Why Margin Bidding Can Fight The Effect of Tariffs

We’re in the middle of a barrage of daily tariff and Trump news - but what does it mean for digital, and what can digital marketers actually do? 

Built on flexible goals and revenue optimisation, the first thing to note is that digital is in a good place to roll with tariff changes as they happen. We look at what’s happening to tariffs and digital and examine how margin and revenue optimisation can help businesses keep momentum.

Double Trouble For Drop Shippers

The immediate impact for digital has been the pull back of Chinese retailers who advertise heavily in the US - Temu and Shein in the vanguard. They are hit by double trouble: tariffs on Chinese imports, plus the closing of the ‘de minimis’ rule which allows cheaper goods (under $800 value) to enter the US without the standard duties and custom charges. This upends a lot of ecommerce business models - not just Chinese retailers, but also drop shippers and swathes of the US ecomm sector.

Will US Digital Costs Fall?

The potential pull back in digital spend in the US is huge. Around 10% of Meta’s ad revenue comes from Chinese companies, and we can extrapolate this figure across platforms. The last similarly big market exit was in 2020 during the Covid pandemic. While CPCs on Google did move downwards briefly, it was  CPMs on Meta which really swung down then. Will the same happen again, or will the platforms have new mechanisms in place to keep pricing on a smooth trajectory? 

Margin Bidding to the Rescue?

Optimising to revenue can guide digital campaigns through sudden swings in demand. Optimising to margin - when margins vary across product ranges, or over time - can make this revenue bidding more robust in a time of surprise or changing tariffs. 

This can be set up at checkout - passing the margin of an order - or at the product level, and optimised to across campaigns or for particular campaigns. It can also be monitored but not optimised to, to track if profits and total sales are diverging or are remaining stable. If only a banding of your products are hit by tariffs - you could pick these out with a custom label used in Google Shopping to set a different target ROAS, for example, for these products.

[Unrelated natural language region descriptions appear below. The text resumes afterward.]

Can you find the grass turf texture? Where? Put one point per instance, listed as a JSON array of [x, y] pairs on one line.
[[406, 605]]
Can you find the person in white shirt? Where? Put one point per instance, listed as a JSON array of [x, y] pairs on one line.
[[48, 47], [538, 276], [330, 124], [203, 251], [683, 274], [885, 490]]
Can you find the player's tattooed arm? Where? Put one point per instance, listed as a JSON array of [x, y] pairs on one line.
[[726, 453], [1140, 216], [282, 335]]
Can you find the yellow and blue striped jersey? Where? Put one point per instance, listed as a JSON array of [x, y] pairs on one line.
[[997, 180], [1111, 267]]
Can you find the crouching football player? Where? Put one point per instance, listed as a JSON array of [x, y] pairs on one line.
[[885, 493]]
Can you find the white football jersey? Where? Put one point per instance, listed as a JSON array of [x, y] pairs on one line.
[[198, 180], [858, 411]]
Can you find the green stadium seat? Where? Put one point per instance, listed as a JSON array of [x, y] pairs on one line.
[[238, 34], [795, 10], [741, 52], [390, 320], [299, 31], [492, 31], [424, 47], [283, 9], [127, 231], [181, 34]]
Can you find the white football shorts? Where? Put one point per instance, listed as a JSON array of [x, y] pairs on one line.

Tariff Negotiations and the DST

In the aftermath of Trump’s day of tariffs, countries have begun negotiating with the US. Deals reached are likely to impact tariffs, duties and import rules country by country. For the UK, the Digital Services Tax (DST) is known to be on the table. This is the 2% tax charged on digital advertising and services. Google pass through the tax as a line on their Ads invoices.

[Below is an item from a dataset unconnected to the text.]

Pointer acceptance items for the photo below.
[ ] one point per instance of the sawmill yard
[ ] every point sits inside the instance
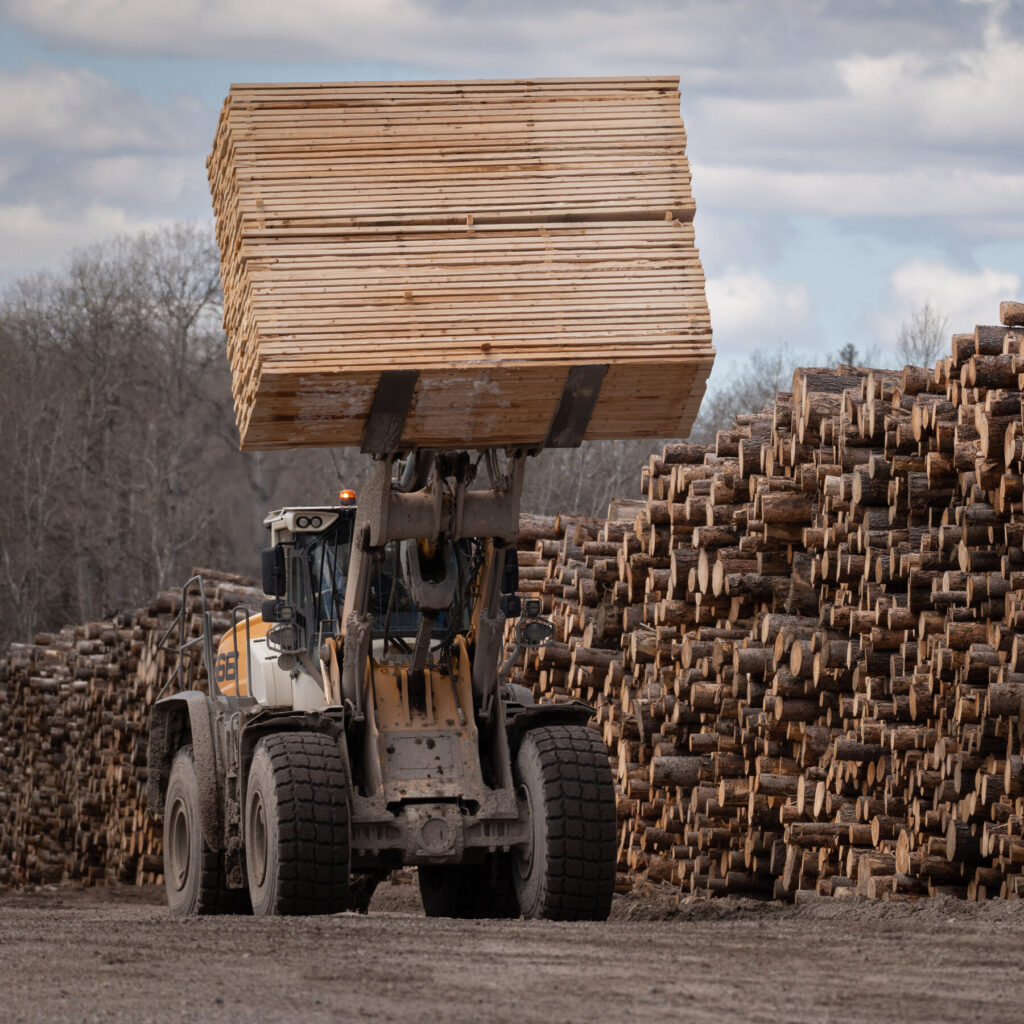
(116, 954)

The reason for the tax is to try to claw back tax lost on companies who headquarter in Ireland, but make huge profits in the UK without paying the appropriate tax. In the absence of an international agreement on global corporations and the tax they pay in every territory, flat taxes like this are a ‘best we can do’ scenario.

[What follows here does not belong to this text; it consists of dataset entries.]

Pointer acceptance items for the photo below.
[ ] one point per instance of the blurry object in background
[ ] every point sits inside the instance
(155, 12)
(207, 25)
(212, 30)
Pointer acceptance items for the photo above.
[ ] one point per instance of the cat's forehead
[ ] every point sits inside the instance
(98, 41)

A cut in the DST would be a minor concession for the UK treasury (it generated £258M in 2021/21 according to the Treasury) but would unlock 2% of budget for digital advertisers in the UK. The 2% tax going away carries the promise of a small and compromised upside during a period of volatility. 

Upsides

The tariff crisis raises the prospect of the US joining the rest of the world’s moribund GDP growth levels. This has deepened the pre-existing mood music around economic growth problems, shaky consumer sentiment, high inflation, and political uncertainties leading to predictable calls for advertisers to ‘react but don’t panic’ and to ‘continue brand building’. Sensible advice, but we have also been looking further at the potential upside.

The US is the largest economy in the world, but it’s also true that despite tangled global supply lines, the US makes up only 13.6% of global imports. 

Whatever growth stories emerge from the current crisis and realignment, digital will be part of those stories - its flexible targeting, margin and revenue based optimisation and quick connection to new markets make it the best guide to growth that many businesses have.